Monday, March 23, 2015

13 Things I think I learned at Santa Rosa Story Expo


Committed to keeping my foot on the gas in turning my screenplay Pink into a feature film, I attended three-day weekend storytellers expo in Santa Rosa.
What the Storytellers Expo lacked in star power, communication and polish, it made up for in intimacy. There is not one reason any attendee should have left feeling like their questions were not answered by real writers, publishers, script consultants, or producers.
It's wasn't cheap, but you'd pay four times that much for the same offerings online.
The following are 13 thoughts, lessons or reflections from the two days of classes and day of pitching Pink at Storytellers Expo produced by the Santa Rosa-based "Northern California Writers" group:

  1. The Sacramento film community would be smart to shift some instruction towards writing for television and web series. 
  2. Breakdown episodes of television shows I liked, then follow the formula to write a spec episode.  
  3. I'm well ahead of the curve in term of branding, social media and the business of film.
  4. Re-read/edit scripts with different lenses: think like director, actor, producer
  5. People love the true story/premise of Pink.
  6. Write your first logline at the idea stage. 
  7. Thanks for the instruction on how to write a film query letters, but what's the point if agents don't read them? 
  8. Tension = hope v. fear.
  9. Seek rising and falling tension through each mini movie. 
  10. Author Dale Brown spent a lot of time in Sacramento and is a nice dude.
  11. Practice funny by jotting down one funny thing a day. 
  12. In packaging start with directors and talent with production companies.
  13. In seeking agents and production partners, look to those judging screenplay contests, those are the people open to finding material in unusual places. 
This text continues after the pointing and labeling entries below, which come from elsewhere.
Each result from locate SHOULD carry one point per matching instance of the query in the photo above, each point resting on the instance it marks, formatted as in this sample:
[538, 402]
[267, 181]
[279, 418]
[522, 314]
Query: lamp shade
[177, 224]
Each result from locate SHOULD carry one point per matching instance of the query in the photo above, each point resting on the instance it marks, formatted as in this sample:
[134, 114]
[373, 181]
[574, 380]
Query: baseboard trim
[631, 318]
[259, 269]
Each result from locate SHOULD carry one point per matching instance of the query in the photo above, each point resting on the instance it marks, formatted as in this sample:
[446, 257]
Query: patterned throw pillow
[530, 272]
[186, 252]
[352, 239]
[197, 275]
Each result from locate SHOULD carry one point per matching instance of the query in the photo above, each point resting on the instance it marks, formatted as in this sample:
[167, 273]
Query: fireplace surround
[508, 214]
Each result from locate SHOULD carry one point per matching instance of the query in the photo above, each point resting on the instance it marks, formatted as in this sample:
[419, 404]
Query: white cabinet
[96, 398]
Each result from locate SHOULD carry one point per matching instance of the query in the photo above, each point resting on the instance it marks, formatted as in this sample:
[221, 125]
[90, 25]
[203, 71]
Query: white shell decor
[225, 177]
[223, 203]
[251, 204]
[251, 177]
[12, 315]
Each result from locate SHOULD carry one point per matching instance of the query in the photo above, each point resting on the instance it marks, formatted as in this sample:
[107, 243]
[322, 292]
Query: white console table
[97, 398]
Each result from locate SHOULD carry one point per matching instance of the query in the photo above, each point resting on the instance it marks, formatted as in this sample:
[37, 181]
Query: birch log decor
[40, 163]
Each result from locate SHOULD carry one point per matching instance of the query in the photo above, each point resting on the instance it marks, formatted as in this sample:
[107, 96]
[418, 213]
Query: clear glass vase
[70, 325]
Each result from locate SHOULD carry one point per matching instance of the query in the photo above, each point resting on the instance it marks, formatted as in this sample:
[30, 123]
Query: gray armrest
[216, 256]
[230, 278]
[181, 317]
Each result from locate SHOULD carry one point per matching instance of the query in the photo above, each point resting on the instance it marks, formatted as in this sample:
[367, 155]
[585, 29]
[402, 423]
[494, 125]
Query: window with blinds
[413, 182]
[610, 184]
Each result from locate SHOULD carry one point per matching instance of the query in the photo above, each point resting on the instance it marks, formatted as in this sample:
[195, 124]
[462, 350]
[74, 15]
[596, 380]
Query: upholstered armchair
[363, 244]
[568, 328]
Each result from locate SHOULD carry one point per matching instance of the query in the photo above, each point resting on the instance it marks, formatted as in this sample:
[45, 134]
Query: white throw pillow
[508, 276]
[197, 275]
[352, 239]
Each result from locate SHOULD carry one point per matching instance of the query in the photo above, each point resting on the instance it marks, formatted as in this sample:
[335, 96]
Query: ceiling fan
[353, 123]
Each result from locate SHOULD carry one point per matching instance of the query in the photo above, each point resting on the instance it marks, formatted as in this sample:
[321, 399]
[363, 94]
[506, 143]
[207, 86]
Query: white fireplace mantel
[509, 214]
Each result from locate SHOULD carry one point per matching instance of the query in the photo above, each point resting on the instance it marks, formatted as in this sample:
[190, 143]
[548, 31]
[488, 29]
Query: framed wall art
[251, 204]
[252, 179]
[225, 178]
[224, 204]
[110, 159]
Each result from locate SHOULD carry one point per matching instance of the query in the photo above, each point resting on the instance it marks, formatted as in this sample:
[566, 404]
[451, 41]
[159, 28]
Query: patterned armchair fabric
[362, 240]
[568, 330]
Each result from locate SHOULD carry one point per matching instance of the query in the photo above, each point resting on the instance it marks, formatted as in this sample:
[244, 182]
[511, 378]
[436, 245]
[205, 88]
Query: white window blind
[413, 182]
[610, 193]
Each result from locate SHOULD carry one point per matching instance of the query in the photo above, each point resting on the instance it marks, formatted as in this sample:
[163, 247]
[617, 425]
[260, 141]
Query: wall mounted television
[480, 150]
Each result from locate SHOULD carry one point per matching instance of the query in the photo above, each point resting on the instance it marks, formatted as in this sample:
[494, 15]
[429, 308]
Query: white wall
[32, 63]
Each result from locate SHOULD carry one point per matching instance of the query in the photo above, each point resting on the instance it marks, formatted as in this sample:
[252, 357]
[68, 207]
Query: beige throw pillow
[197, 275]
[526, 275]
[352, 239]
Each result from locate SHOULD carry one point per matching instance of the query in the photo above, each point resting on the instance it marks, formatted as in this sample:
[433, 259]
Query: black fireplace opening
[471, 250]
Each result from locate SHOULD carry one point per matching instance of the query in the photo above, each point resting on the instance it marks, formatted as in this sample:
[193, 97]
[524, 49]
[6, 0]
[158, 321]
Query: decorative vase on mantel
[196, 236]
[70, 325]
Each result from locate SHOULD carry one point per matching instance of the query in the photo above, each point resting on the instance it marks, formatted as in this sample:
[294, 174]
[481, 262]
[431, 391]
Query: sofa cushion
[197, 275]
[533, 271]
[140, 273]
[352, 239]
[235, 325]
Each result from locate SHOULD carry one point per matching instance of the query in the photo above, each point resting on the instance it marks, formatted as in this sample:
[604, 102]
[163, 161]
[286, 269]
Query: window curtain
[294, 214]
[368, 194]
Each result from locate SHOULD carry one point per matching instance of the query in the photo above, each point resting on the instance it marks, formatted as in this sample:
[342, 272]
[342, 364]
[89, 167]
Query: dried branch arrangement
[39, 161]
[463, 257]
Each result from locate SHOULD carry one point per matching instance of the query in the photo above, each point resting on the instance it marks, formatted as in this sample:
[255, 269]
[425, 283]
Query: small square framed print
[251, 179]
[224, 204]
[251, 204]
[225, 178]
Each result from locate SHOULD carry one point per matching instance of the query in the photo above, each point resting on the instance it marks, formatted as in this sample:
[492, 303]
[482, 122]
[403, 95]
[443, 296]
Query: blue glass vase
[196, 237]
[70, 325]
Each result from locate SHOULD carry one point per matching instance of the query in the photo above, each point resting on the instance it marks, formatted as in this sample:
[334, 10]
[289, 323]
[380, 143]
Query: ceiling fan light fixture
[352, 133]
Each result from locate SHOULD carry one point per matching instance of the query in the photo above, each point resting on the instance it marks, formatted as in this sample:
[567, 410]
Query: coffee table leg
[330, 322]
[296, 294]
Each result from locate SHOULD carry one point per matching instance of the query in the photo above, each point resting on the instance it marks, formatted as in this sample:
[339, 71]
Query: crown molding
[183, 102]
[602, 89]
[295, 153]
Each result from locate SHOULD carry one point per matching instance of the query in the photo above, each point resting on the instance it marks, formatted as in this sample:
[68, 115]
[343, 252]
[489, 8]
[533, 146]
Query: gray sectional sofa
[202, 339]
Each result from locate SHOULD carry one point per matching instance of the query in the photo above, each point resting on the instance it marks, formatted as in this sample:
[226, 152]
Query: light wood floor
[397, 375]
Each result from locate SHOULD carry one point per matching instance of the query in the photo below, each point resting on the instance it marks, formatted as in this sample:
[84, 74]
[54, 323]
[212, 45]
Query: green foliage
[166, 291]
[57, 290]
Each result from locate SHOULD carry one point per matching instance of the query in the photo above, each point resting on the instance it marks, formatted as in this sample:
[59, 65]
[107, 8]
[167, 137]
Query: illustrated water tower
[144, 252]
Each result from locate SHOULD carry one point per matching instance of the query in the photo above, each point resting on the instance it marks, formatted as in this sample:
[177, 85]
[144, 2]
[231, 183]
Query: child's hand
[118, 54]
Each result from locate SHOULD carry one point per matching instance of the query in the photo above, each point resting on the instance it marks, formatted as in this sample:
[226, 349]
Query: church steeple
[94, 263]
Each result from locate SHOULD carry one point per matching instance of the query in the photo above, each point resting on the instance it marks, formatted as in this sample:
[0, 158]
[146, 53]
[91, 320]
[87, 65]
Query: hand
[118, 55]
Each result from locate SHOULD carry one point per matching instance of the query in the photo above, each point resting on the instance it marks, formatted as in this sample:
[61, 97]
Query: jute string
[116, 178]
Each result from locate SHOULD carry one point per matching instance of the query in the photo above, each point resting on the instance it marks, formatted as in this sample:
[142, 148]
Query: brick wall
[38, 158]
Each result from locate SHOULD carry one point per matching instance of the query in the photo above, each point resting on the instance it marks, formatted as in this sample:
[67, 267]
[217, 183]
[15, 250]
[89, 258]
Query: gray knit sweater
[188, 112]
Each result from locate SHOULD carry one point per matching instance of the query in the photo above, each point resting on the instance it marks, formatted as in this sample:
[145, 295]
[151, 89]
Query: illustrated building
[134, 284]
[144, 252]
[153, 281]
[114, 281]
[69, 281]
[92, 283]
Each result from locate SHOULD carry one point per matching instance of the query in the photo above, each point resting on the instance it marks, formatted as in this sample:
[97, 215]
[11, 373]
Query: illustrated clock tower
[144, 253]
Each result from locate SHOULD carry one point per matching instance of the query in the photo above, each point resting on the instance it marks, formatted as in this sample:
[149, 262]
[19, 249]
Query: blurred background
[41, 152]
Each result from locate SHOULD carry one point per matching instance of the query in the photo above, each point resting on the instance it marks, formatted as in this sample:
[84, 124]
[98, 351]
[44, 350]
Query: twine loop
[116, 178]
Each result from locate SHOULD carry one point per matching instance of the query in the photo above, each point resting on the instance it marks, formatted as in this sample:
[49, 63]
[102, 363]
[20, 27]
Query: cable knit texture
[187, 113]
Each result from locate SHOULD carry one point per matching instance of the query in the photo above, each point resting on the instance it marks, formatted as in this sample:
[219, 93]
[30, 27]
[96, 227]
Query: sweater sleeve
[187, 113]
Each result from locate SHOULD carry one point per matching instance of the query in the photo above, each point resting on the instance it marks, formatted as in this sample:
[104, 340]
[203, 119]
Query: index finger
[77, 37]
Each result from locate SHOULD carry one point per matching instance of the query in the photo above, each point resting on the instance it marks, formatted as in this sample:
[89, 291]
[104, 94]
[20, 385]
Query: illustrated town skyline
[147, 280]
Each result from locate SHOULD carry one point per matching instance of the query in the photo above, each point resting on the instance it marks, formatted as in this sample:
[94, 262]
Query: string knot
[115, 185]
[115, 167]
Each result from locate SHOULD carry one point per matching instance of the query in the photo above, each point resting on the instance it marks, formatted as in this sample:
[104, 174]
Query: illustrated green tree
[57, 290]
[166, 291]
When Sunday's pitch session came, I was at ease and confident. Participants stood in line for five minutes of one-on-one time with the assorted (8) book and film experts.
Making the best of meetings means setting reasonable expectations of learning something, building rapport, and achieving a small "ask."
And while I wish script consultants would use their connections more liberally to help non-clients,  I totally understand the folly of their ways. All of the pitch recipients were willing active listeners who surely would have benefited those at the early stages or those with a polished project.
Now time to email Pink to a Los Angeles studio.

Monday, March 2, 2015

Producer appearance as guest to burlesque show

Call it the lifecycle of the writer/producer.
For the better part of a year, I spent nights and weekends turning down invitations so I could spend more time sequestered to my keyboard.
Now with the pendulum swung toward producer, I'm in the streets trying to network my script into existence.
Last night, plunked in the front row a burlesque show with two lovely legends of the craft on either side of me made up for several of those sunny Saturdays I gave up to write my screenplay "Pink."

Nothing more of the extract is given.